A coisa passou-se nos anos 40 do
século 19, sob o consulado de Alves
Branco e de seu partido -o Liberal-,
que impôs aos seus adversários um
massacre eleitoral de tal monta que o
evento acabou consagrado na crônica
da bestialogia nacional como "as eleições do cacete".
Ante a grita dos massacrados, que
acusavam o governo de manipulação
eleitoral, o liberal ministro foi didático: não há que confundir o princípio
das "maiorias por compressão" -artificiais e obtidas pela força- com o
das "maiorias de amor" -que resultam de modo natural do "princípio da
gratidão". E era este, é claro, o caso.
Bastaram a Alves Branco apenas
um partido, alguma desfaçatez e muita fraude para desfrutar de seu experimento amoroso. Ao presidente Lula
bastam os incontáveis partidos de sua
base parlamentar, uma popularidade
pessoal crescente e uma vocação política para o "unanimismo". Parece não
haver queixas diante do experimento
amoroso revivido na safra 2008: qual
dos candidatos a prefeito das capitais
se apresenta como desafeto de Lula?
No início de setembro, dava-se como provável a vitória do presidente
em 20 das 26 capitais. Engana-se o
leitor que supuser que nas demais se
exerce a republicana praxe do contraditório político-eleitoral. Está aí o
candidato do PSDB à prefeitura de
Teresina, Silvio Mendes, a ser processado pelos rivais petistas... pelo uso
positivo da imagem do próprio Lula.
A faca na boca e a espuma no canto
dos lábios, dos idos de 2005, desapareceram, por ora, da cena nacional.

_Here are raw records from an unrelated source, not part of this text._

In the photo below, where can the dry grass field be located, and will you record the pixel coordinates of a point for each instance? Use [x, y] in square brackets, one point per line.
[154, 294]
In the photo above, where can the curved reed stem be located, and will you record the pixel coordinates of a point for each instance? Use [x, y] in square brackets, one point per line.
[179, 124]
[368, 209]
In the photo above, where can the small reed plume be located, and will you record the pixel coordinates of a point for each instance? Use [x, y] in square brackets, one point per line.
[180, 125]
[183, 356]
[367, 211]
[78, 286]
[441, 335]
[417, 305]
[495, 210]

Nas capitais nas quais o bloco do
presidente lidera, dois casos interessantes devem ser considerados. O de
Kassab é pungente. O gerente da urbe
paulistana declara abertamente seu
amor por Lula. Teve o cuidado de
compensá-lo com menções afetuosas
a José Serra e a Fernando Henrique
Cardoso, mas nada que dissipe a sensação de que vivemos eleições sem
política, sem algo que ultrapasse a
medíocre cultura da gestão.
No Rio de Janeiro, um ex-deputado
hidrófobo da CPI do Mensalão se
apresenta como esteio da colaboração município-Estado-União. Ao lado
do "governador-que-ri" -o boa-praça
Sérgio Cabral Filho-, o candidato do
PMDB sente-se inteiramente à vontade para incluir Lula em seu panteão. Para completar o cafarnaum habitual carioca, Lula torce por Marcelo
Crivella e sua versão do teológico-político. A ver navios, ficam partido do
presidente e dois aliados, desde os
tempos magros: o PC do B e o PSB.
O conjunto dos mais de 5.000 municípios submetidos à temporada de
captura de sufrágios, versão 2008,
configura um vasto e variado mundo
cuja complexidade recomenda não
acreditar que algum fator comum,
por mais forte que seja, possa definir
os resultados. É prudente supor que
fatores locais poderão ter papel relevante nas escolhas dos eleitores, para
além da gratidão a um presidente tão
popular.
No entanto, a base aliada é tão ampla que mesmo a escolha movida por
fatores locais, por parte dos eleitores,
acabará por escolher algum amigo do
presidente. A situação é curiosa: ficaremos a olhar para os votos, como um
boi a olhar para um palácio, e a perguntar o quanto de avaliação política
local e o quanto de gratidão interferem em sua alquimia.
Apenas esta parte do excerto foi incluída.